Ilustrasi Penutupan Identitas. Sumber: https://www.pexels.com/photo/monochrome-photo-of-woman-3225796/
Selain itu, kemandirian awal Aqilla saat tinggal bersama suaminya, diikuti oleh paksaan kembali ke ibunya, menyajikan narasi tentang pilihan wanita dalam hidup dan otonomi keuangan mereka. Narasi ini dapat dilihat sebagai cerminan norma-norma yang menempatkan perempuan dalam posisi ketergantungan pada dukungan keuangan pria, dan tantangan yang mungkin dihadapi wanita yang berjuang untuk kemerdekaan dalam masyarakat di mana norma-norma ini bertahan. Pada akhirnya, ketika suami Aqilla meninggal, dia terpaksa mencari dukungan keuangan dari ibunya. Hal ini semakin memperkuat keyakinan yang berlaku bahwa perempuan selalu bergantung pada suami mereka dalam hal masalah keuangan.

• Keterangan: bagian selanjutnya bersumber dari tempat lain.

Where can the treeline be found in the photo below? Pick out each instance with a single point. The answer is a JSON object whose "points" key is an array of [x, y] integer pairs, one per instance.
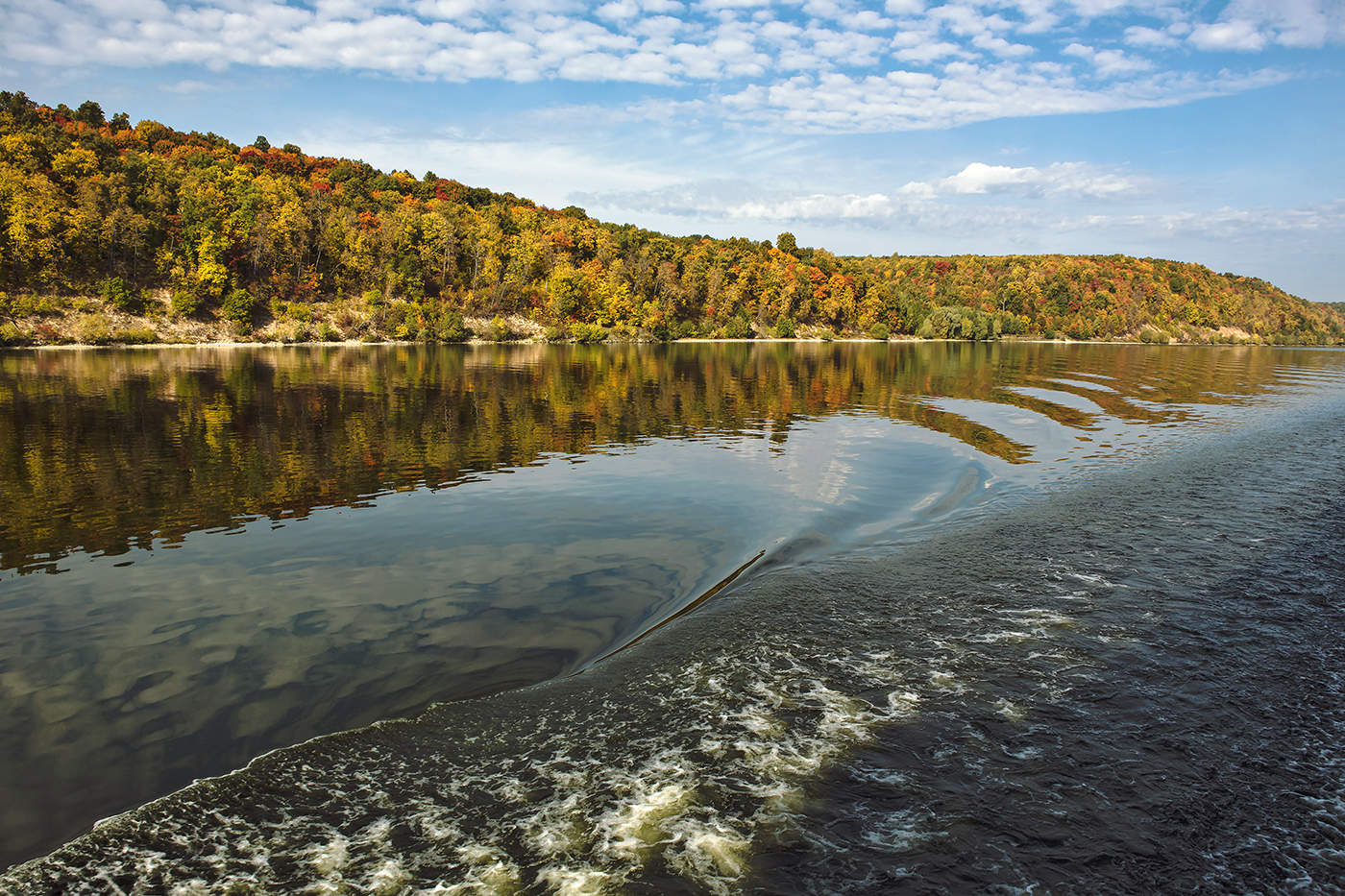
{"points": [[103, 221]]}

Ilustrasi Perempuan yang Ditinggalkan Suaminya. Sumber: https://www.imdb.com/title/tt26507543/mediaviewer/rm1401772033/?ref_=tt_ov_i
Secara keseluruhan, analisis film tentang studi gender memberikan pemahaman komprehensif tentang dinamika sosial yang rumit dan norma-norma gender yang memengaruhi kehidupan perempuan. Film ini berfungsi sebagai titik awal yang menawan untuk menyelidiki dan terlibat dalam diskusi lebih lanjut tentang peran gender dalam masyarakat, sambil menumbuhkan pemahaman yang lebih dalam tentang kompleksitas dampak norma-norma tersebut pada kehidupan perempuan. Dengan mempertimbangkan semua faktor ini, cerita yang digambarkan dalam film dapat berfungsi sebagai sumber berharga untuk diskusi mendalam dalam studi gender sehubungan dengan reproduksi wanita, pernikahan, dan norma-norma sosial yang membentuk kehidupan perempuan.